Cell phone bills continue to rise despite illusion of a price war

Cell Phone Plan Comparison

It seems like there’s a different headline every week covering new cell phone service plans that offer subscribers more value for less money. AT&T and T-Mobile have been particularly aggressive in this regard, with each carrier having recently lowered the cost of various service plans several times in the past few months. But are subscribers actually benefiting from all these price cuts?

According to a recent report from The Wall Street Journal, wireless subscribers in the U.S. pay more for cell phone service each month now than ever before. A study conducted by New Street Research found that average monthly billings per user are actually continuing to climb despite the illusion of a “price war.”

The firm’s research suggests that average revenue per U.S. wireless subscriber climbed 2.2% to $61.15 in the fourth quarter last year. That figure is up $5.35 from the same quarter three years earlier, pointing to a steady rise despite the perception of increased price competition. Heavy smartphone sales have also played a big role in carriers’ increased billings, of course.

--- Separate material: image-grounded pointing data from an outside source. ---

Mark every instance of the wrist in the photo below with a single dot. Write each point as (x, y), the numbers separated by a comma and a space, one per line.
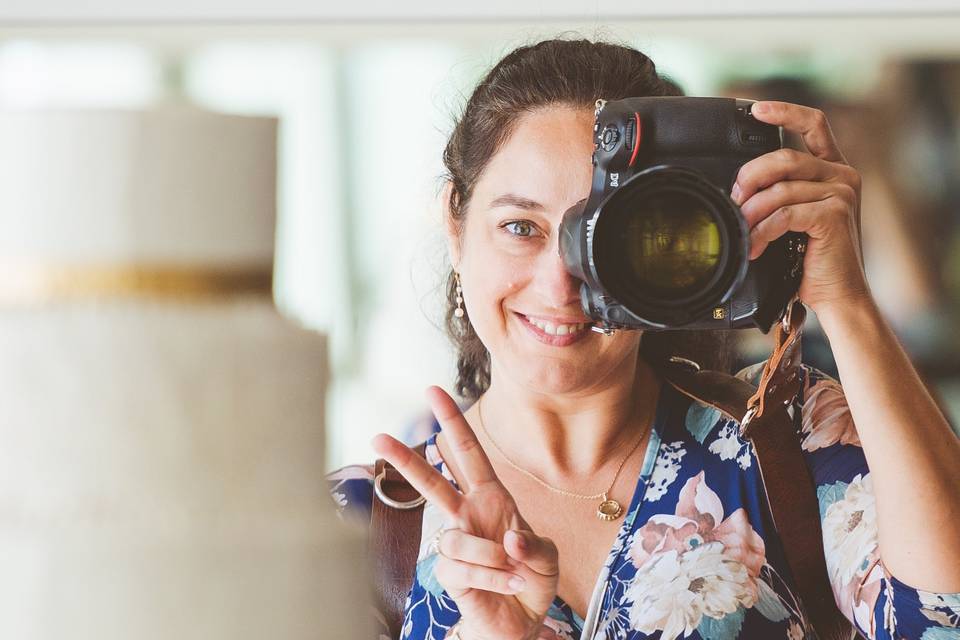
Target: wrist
(854, 312)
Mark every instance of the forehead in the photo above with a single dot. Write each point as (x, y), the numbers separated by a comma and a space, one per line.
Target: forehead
(546, 159)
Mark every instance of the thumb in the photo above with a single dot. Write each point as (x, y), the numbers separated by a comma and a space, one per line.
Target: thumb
(540, 554)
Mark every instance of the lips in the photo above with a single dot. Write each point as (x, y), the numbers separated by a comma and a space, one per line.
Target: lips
(558, 332)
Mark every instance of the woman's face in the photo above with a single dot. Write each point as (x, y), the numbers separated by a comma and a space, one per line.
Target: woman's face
(523, 304)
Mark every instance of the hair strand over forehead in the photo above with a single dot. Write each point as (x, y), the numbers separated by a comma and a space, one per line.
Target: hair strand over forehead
(567, 72)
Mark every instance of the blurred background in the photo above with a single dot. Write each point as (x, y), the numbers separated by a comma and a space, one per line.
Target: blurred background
(362, 108)
(222, 258)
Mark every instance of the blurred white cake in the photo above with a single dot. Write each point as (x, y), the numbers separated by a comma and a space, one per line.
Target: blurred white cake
(161, 459)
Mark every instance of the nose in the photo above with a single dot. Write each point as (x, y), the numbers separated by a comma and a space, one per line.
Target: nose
(554, 284)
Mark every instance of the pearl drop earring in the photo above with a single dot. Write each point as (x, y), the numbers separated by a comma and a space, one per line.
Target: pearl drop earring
(458, 312)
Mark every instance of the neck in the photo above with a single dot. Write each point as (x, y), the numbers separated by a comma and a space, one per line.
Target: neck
(571, 435)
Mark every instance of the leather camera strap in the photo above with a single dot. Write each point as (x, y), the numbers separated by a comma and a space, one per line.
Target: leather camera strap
(394, 542)
(761, 411)
(791, 495)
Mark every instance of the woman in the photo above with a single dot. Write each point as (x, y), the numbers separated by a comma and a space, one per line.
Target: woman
(565, 417)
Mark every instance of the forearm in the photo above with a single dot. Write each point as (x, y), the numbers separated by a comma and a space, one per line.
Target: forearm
(914, 457)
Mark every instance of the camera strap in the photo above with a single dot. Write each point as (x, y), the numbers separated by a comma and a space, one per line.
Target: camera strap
(764, 419)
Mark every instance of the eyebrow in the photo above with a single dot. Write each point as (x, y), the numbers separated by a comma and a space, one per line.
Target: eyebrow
(513, 200)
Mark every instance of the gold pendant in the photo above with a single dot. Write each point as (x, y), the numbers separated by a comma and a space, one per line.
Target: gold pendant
(609, 510)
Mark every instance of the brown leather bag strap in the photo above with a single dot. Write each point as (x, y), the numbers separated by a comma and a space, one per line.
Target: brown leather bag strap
(395, 523)
(790, 490)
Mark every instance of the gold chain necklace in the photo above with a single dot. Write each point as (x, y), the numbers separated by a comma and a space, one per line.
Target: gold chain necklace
(608, 509)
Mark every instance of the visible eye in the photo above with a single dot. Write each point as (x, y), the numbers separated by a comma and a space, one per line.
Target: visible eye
(519, 228)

While the news that cell phone service revenue has actually climbed over the past few years seems curious when reconciled with various wireless marketing campaigns, even the carriers themselves admit that not much is actually changing.

“When you really analyze a lot of the pricing moves that have been made, there has not been a significant repricing,” T-Mobile’s CFO J. Braxton Carter admitted at Morgan Stanley’s technology conference last week.

Verizon CEO Lowell McAdam agrees. “I think it is interesting given my years in the industry, how you hear things like price war and all that being kicked around in the media today and this is really nothing different than we have seen over the last couple of decades,” McAdam said during Verizon’s most recent earnings call.

T-Mobile actually raised the cost of its unlimited smartphone plan late last week, and Verizon has for the most part stayed away from the ongoing “price war.”